Anonymous Karen at Harvest said...

Hi Dutton, I was just reading through this thread, and we are sorry to see you go. Thanks for the feedback though, and good luck!

Best Wishes,
Karen

August 4, 2009 12:17 PM  
Blogger Dutton said...

Hi Karen, yeah, I'm sorry to make the choice too. I'm going to run both the next month to see if I really do benefit from making the switch, and without losing anything, but right now that's how it seems. I still love your app for invoicing more than anything else, but extra PM features of Intervals may be the deciding issue.

August 4, 2009 12:30 PM  
Anonymous PM Hut said...

This is an excellent comparison, I like the pricing part a lot. When you compared you assumed (and rightly so), that both Basecamp and Intervals are almost identical. Hope someone will take a look at this article on the ideal pm tool and focus on the second point.

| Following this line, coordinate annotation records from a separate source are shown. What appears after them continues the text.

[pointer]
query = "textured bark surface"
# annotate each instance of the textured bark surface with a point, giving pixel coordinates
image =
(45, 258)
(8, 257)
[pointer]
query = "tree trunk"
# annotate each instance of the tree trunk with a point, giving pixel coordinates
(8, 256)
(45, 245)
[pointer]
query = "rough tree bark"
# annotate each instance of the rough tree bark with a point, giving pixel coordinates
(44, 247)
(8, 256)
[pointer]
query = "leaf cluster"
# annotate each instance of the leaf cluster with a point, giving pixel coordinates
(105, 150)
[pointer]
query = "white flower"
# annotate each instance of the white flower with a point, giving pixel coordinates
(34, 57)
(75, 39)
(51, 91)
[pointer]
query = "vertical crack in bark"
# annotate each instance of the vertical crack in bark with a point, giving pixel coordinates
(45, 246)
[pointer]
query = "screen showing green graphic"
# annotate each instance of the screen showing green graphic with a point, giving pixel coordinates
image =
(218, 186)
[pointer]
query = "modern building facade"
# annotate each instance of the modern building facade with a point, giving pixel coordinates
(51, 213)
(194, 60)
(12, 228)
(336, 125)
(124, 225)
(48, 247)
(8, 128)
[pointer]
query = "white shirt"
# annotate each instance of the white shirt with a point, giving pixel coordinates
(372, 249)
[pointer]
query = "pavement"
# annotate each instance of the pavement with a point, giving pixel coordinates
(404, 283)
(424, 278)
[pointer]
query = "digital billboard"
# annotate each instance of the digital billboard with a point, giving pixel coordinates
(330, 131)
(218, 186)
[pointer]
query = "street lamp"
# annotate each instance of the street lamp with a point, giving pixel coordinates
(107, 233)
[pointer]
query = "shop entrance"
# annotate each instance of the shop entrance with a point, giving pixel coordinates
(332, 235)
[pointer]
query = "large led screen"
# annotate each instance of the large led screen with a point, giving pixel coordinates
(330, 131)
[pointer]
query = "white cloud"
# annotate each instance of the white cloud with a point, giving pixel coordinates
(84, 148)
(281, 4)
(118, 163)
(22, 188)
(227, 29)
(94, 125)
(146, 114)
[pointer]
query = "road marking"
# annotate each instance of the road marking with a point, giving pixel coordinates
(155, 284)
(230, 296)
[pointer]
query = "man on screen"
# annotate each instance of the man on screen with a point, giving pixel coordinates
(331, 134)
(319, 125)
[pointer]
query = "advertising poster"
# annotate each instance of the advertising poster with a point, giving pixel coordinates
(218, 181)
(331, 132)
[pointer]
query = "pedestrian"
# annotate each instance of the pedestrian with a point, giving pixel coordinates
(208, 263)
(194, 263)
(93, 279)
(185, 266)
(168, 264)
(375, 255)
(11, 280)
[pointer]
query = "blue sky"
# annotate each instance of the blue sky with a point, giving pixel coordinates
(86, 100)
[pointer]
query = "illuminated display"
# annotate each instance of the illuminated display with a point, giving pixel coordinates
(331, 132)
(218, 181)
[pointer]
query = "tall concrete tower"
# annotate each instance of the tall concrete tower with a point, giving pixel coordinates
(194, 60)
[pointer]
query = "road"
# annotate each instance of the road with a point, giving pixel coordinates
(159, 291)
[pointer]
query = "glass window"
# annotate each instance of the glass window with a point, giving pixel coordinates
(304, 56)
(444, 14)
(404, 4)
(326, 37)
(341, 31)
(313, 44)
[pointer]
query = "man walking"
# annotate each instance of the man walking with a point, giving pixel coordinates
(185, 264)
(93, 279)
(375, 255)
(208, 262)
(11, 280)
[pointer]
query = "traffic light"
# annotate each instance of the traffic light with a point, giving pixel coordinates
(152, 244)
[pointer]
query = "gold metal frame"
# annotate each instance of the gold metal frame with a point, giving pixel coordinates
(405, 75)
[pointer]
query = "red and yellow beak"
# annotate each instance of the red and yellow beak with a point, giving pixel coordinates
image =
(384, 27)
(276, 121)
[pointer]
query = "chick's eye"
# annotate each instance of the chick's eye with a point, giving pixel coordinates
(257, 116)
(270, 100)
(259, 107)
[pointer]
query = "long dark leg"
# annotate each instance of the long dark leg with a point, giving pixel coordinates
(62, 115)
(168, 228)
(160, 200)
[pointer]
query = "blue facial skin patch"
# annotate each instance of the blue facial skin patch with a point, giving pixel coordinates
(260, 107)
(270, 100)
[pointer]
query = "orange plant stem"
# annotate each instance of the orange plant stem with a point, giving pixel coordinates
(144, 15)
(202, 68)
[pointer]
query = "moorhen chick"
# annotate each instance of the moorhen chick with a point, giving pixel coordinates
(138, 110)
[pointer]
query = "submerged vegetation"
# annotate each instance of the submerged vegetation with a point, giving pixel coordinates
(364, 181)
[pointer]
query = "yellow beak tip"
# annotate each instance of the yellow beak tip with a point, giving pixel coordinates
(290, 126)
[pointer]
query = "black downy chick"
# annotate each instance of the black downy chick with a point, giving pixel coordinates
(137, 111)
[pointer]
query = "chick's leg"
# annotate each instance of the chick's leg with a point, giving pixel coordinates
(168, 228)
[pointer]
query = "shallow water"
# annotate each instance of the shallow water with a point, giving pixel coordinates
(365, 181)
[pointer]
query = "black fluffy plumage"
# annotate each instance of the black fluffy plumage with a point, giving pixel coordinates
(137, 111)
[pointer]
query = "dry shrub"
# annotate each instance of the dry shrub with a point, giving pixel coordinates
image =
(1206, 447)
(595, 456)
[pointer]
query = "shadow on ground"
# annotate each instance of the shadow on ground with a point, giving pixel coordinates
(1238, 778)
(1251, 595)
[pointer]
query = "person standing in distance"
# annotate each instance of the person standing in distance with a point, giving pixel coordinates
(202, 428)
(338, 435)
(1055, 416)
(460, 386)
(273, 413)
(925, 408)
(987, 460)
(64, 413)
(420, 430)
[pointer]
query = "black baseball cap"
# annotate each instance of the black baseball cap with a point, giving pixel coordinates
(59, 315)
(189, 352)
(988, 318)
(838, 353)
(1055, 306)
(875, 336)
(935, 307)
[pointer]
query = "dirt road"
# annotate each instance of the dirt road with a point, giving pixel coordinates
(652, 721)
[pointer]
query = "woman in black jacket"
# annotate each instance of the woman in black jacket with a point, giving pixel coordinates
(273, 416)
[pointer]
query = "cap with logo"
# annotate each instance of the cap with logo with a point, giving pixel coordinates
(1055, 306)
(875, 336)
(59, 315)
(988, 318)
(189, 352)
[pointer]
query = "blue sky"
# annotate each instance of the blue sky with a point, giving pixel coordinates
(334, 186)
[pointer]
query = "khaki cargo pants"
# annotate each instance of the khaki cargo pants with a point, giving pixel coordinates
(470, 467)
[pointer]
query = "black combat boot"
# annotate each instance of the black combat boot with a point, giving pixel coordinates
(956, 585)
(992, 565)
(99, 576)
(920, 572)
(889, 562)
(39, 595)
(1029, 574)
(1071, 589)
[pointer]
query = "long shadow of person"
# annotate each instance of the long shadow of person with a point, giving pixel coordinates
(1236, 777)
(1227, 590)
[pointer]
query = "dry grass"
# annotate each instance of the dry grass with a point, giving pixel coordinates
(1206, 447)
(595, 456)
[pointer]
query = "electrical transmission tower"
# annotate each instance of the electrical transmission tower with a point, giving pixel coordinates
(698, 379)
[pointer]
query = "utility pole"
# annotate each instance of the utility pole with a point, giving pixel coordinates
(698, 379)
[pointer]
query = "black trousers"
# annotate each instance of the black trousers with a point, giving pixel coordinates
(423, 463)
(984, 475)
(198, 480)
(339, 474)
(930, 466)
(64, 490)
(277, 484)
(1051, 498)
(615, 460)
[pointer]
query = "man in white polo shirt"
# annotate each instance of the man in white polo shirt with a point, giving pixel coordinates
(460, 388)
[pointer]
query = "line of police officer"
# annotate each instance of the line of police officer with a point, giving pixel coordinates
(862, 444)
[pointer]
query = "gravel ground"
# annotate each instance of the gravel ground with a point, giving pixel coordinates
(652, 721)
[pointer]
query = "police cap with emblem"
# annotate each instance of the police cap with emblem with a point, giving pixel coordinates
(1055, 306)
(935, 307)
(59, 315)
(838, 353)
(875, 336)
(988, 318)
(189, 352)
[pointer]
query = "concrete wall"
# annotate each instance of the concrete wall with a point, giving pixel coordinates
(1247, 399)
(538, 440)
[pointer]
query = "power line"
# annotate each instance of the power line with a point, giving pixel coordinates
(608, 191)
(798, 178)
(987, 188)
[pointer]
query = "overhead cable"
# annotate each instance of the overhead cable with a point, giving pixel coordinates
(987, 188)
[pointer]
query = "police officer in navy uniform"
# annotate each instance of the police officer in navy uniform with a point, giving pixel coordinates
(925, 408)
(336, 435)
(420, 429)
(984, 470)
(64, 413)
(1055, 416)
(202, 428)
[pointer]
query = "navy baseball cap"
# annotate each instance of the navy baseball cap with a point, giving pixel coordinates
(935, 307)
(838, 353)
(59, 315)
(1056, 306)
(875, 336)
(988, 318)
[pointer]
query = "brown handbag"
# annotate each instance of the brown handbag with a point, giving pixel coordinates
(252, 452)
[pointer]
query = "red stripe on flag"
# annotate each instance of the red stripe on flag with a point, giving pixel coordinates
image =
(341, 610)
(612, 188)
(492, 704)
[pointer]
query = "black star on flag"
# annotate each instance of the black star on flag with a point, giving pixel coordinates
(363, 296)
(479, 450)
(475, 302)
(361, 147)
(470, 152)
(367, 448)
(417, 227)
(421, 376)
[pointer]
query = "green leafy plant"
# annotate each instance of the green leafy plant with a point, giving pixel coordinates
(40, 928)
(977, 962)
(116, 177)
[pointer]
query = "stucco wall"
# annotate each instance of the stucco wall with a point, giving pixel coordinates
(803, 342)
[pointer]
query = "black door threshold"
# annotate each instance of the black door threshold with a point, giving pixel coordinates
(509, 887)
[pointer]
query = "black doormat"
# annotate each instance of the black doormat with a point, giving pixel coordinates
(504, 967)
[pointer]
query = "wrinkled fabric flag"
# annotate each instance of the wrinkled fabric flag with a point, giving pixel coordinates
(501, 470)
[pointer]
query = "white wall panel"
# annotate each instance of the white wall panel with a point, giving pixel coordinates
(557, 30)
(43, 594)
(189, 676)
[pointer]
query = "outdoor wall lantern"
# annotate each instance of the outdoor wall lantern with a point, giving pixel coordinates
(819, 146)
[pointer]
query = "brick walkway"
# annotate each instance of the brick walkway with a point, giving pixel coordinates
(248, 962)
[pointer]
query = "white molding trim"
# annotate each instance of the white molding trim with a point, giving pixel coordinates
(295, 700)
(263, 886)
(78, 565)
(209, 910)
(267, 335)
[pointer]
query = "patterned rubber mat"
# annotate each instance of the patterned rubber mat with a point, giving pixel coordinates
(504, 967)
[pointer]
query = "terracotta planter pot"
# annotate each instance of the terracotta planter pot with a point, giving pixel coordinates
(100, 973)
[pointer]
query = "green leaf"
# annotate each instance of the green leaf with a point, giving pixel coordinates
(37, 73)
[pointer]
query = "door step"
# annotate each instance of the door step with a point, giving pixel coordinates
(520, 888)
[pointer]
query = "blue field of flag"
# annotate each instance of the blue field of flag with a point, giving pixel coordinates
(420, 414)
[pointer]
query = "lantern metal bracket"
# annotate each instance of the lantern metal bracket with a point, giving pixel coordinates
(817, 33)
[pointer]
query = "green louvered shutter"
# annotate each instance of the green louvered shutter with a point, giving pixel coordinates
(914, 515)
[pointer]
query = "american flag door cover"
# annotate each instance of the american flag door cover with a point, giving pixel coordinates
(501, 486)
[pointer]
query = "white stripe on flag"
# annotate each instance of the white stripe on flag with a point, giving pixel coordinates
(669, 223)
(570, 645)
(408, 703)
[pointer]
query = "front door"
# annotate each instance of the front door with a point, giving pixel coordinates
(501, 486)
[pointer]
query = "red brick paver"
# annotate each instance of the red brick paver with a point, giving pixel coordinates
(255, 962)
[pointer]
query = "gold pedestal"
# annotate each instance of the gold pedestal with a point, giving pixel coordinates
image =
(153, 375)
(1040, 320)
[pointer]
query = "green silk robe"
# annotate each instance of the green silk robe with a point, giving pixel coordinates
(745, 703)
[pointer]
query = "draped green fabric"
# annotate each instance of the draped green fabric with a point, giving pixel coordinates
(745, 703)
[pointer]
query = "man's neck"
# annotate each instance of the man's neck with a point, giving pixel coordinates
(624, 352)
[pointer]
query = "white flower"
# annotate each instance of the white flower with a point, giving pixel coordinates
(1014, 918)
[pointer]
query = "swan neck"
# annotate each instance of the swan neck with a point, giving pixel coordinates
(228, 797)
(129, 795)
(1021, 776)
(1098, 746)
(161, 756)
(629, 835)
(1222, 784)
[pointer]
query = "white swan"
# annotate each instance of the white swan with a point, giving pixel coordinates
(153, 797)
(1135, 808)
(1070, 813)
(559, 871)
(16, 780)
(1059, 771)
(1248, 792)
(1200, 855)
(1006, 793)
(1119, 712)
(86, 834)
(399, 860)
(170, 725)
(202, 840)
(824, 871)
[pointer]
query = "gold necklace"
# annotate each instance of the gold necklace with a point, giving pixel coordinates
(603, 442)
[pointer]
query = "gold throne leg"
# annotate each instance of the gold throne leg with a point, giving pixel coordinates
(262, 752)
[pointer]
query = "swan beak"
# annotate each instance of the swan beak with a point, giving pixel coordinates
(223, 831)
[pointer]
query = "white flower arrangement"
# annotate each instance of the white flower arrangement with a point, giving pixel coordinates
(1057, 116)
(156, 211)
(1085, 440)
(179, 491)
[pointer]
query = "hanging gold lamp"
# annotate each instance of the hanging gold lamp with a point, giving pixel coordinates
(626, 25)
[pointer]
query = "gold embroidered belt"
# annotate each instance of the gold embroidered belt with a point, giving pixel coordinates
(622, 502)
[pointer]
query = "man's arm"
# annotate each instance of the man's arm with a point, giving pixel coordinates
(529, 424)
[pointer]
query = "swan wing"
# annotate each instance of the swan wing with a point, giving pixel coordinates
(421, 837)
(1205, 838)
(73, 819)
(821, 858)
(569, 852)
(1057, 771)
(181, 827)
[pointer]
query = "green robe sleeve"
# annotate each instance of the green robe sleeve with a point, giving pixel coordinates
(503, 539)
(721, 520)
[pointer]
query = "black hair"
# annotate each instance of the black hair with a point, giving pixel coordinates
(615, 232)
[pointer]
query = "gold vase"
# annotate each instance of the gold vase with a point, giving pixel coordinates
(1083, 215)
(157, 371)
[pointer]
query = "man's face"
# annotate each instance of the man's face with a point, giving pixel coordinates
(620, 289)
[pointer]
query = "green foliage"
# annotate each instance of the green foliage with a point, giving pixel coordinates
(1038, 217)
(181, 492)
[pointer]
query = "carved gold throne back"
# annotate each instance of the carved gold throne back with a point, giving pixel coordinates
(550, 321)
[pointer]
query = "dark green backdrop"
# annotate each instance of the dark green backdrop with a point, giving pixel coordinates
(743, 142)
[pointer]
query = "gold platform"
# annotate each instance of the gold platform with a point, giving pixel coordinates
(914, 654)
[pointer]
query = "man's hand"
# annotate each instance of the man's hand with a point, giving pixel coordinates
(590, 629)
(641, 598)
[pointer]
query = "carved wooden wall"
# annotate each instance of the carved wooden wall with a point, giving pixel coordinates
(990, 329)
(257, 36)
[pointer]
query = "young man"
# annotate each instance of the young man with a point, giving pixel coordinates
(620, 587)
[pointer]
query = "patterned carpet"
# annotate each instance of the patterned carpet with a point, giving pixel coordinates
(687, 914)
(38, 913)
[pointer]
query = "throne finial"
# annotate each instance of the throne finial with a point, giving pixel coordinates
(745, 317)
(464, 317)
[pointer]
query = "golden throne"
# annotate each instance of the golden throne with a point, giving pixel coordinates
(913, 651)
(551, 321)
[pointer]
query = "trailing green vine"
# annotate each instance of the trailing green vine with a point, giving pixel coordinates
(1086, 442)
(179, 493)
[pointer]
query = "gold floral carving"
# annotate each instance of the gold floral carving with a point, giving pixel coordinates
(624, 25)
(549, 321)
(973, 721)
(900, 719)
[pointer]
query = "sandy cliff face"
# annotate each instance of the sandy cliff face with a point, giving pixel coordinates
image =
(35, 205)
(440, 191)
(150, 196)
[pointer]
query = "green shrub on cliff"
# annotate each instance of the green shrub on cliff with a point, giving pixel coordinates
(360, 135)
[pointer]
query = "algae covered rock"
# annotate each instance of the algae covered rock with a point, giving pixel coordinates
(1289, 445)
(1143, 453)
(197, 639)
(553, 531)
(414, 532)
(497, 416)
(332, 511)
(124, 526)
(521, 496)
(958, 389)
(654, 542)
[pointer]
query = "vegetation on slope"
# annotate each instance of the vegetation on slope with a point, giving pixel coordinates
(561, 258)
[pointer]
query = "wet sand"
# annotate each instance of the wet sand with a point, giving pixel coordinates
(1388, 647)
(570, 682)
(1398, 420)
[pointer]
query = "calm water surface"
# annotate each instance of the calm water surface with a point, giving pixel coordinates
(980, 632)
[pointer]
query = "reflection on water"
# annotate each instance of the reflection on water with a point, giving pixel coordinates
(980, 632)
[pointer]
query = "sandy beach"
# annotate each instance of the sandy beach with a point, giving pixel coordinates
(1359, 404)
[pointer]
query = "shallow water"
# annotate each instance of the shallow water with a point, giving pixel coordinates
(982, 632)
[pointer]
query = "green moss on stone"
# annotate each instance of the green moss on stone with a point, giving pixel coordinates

August 17, 2009 10:45 AM  
Blogger Dutton said...

Thanks for your comment. I looked at the link, and it seems like your main point is that a key PM feature that is needed is for people to be able to mark tasks as complete right within their email software, in reply to the task reminders the PM tool sends them. That would be a nice add-on feature. As it is, both Basecamp and Intervals have features that allow reminders to go out automatically, but I don't know of either offering status updates that don't require staff to log in to update their tasks.